Besides noting the obvious interest in political betting, Robins said DraftKings learned that sports bettors are embracing eSports in a way they hadn’t prior to the pandemic. While eSports still trails the more traditional professional and college sports in terms of interest, there is plenty of room for growth in the category.
“We saw people who had been playing eSports and many other offerings continue to play those [even with the return of pro sports], so it seemed to be incremental,” Robins said. “We probably wouldn’t have pushed as hard on that alternate content … and we built an audience for them that is sticking now, even though traditional sports are back.
“ESports has been a huge story for us the last several months. The growth we saw there, it was tiny before, behind traditional sports. Now it’s our biggest. That’s a category that I think we were waiting to see explode. It’s a great product where people can watch the stream alongside playing the daily fantasy, so it’s a different feel … especially for people without cable, you can do it with an app.”
Quipped Rocha: “Counterstrike and elections have a lot of similarities, stabbing in the back, attacking, lobbing grenades (laughing). It just seems like the election was perfect.”
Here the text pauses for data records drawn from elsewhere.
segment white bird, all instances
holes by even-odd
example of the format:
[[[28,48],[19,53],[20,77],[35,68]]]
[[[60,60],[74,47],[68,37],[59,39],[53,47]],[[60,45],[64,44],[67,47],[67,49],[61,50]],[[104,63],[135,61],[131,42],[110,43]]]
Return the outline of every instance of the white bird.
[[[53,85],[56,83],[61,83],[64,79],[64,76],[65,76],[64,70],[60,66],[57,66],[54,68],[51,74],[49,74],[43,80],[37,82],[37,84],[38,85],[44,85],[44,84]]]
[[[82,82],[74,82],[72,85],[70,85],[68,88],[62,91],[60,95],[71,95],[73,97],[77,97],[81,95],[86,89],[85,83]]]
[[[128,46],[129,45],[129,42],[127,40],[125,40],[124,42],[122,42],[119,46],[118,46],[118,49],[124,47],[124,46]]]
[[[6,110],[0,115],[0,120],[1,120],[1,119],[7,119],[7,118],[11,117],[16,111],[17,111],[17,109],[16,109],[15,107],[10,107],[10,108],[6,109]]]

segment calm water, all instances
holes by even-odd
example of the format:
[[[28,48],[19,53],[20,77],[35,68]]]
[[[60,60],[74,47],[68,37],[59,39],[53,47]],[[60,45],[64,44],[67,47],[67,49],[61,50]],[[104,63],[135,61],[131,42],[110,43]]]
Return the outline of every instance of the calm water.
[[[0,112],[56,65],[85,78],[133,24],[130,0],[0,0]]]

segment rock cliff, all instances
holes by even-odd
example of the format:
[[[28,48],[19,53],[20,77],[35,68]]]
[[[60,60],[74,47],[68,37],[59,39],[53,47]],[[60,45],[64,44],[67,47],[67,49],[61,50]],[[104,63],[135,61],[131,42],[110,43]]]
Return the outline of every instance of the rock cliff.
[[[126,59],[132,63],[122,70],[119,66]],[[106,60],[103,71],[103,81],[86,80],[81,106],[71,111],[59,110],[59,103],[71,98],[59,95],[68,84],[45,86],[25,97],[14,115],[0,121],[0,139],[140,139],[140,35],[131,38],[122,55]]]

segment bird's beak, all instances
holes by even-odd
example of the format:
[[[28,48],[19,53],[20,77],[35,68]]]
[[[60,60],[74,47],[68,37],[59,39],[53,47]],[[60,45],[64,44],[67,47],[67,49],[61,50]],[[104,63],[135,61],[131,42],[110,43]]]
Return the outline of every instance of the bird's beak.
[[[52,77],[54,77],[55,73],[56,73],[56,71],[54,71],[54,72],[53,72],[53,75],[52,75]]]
Mobile a key issue for tribal gaming
The webinar, which was one in a series titled “The New Normal,” brought key people and issues in gaming together to discuss trends and issues that affect both commercial and tribal casinos. During this webinar, the question of mobile/online sports betting came up.
Tribes around the country have been hesitant to offer statewide mobile gaming for fear of losing foot traffic in their retail locations, many of which are the main employers on reservations. Co-host Jason Giles, executive director of the National Indian Gaming Association, asked Robins if on-site mobile — which is offered by a handful of tribes — works as a segue into support for the ability to offer partner sportsbooks online, available statewide.
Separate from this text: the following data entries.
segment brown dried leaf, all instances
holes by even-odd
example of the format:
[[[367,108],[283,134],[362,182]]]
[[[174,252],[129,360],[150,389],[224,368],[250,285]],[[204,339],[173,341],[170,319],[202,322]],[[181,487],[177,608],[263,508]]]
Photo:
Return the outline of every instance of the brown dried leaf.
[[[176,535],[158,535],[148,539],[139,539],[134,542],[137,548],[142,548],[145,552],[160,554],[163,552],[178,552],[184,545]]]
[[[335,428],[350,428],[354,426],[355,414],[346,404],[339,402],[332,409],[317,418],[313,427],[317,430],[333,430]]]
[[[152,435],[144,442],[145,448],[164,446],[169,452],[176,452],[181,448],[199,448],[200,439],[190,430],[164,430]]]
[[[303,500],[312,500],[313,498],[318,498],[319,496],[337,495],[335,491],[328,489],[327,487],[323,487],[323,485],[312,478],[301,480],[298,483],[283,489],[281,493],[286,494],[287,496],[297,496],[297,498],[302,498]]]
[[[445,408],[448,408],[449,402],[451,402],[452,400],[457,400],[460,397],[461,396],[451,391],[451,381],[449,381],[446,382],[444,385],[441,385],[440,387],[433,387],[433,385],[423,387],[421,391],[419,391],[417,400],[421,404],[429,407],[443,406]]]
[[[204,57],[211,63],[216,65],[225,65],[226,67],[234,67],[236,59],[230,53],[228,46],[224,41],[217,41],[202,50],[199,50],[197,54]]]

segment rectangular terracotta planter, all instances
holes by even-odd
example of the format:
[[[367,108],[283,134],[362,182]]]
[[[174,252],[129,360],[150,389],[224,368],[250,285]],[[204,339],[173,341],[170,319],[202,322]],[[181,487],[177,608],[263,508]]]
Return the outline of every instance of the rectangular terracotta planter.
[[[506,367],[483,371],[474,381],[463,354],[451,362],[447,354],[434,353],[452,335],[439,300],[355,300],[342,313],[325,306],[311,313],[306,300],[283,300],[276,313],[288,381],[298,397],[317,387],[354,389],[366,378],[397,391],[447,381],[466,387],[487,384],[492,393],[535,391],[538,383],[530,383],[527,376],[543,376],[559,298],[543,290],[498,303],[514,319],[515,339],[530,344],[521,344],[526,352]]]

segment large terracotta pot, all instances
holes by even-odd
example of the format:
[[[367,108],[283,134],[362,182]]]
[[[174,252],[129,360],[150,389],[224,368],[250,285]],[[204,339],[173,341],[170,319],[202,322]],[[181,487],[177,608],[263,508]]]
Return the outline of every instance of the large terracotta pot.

“If I were in the position that that was what was driving the life and welfare of my community, I would be careful about it, too,” Robins said. “So we get that. It’s just about education and getting comfortable. I deeply believe that this is an incremental opportunity. … New Jersey brick and mortar casino revenue went up after launch of mobile sports betting. In Indian Country, if we do it the right way, it should add value, it should create more, and that’s really what it’s about.”
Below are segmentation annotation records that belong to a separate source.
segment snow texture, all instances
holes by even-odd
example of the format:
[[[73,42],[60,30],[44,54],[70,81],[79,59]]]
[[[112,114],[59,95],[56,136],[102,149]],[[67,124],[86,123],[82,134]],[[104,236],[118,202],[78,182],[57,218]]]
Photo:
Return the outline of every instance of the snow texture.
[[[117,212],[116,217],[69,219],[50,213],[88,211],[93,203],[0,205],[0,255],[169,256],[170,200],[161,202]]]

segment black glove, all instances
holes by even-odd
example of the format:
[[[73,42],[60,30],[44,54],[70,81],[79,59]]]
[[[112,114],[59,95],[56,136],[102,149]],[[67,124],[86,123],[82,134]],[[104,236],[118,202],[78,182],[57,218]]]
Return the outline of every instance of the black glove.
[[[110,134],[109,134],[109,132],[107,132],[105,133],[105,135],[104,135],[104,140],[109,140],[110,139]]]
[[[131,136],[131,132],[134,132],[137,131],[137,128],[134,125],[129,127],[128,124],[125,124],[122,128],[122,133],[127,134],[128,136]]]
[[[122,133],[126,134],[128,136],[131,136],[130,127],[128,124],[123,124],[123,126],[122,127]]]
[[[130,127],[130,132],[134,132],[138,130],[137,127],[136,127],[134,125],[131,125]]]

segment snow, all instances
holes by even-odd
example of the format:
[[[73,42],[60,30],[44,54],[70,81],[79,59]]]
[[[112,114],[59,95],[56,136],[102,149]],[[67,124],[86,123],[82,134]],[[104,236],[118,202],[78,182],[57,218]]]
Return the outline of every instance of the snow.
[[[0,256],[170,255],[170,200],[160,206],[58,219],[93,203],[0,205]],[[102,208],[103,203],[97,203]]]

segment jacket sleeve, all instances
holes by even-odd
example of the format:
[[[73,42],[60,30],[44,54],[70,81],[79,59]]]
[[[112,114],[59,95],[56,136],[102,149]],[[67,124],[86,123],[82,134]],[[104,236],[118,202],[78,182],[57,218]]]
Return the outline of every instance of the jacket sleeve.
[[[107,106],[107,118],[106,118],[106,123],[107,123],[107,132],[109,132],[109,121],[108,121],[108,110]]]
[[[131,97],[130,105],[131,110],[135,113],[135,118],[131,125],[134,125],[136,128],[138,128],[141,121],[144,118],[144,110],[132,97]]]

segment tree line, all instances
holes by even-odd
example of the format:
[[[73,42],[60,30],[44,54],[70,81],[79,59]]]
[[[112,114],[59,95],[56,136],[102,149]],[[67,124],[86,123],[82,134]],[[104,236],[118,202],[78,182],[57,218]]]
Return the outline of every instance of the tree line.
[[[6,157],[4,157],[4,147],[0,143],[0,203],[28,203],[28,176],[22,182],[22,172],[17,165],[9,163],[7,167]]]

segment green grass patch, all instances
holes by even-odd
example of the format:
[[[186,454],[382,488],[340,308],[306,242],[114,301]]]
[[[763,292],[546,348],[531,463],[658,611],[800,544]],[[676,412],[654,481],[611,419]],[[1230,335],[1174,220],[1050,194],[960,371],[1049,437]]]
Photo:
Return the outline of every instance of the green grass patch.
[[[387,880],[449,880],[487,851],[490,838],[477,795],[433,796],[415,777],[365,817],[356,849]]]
DraftKings Partners With Bay Mills Resort & Casino to Bring Sports Betting to Michigan https://t.co/S58F8zh0df
— Alfonso Straffon 🇨🇷🇺🇸🇲🇽 (@astraffon) June 4, 2020
DraftKings is partnered with the Bay Mills tribe in northern Michigan, with plans to launch statewide mobile sports betting late this year. The situation in Michigan is unique — tribes there agreed to be regulated and taxed by the state, and agreed to statewide mobile. That has not happened in any other state, though the Sky Ute tribe in Colorado last summer became the first to offer statewide mobile. It is not taxed or regulated by the state.
Robins said DraftKings has plans to use the retail sportsbook at the Bay Mills Resort and Casino as a “center point for events and promotions and things that we will do to bring people on the property. These are people who might not be going there otherwise, who might not be aware that there is even a casino in that part of the state.”
In Mississippi, at least one tribe is offering on-site mobile to its customers, meaning they can bet anywhere on a resort property — from a hotel room, restaurant, or the pool, as examples. Giles wondered if that kind of mobile is laying the groundwork for a future expansion.
“There is some value, but the real value is when you get people to bet off-property,” Robins said. “Hopefully, that leads to people saying they want to do it anywhere on the state, so even when they’re not on the property … we’re still making money off of them. The real power of mobile is that you can do it anywhere. On property, is really just scratching the surface.”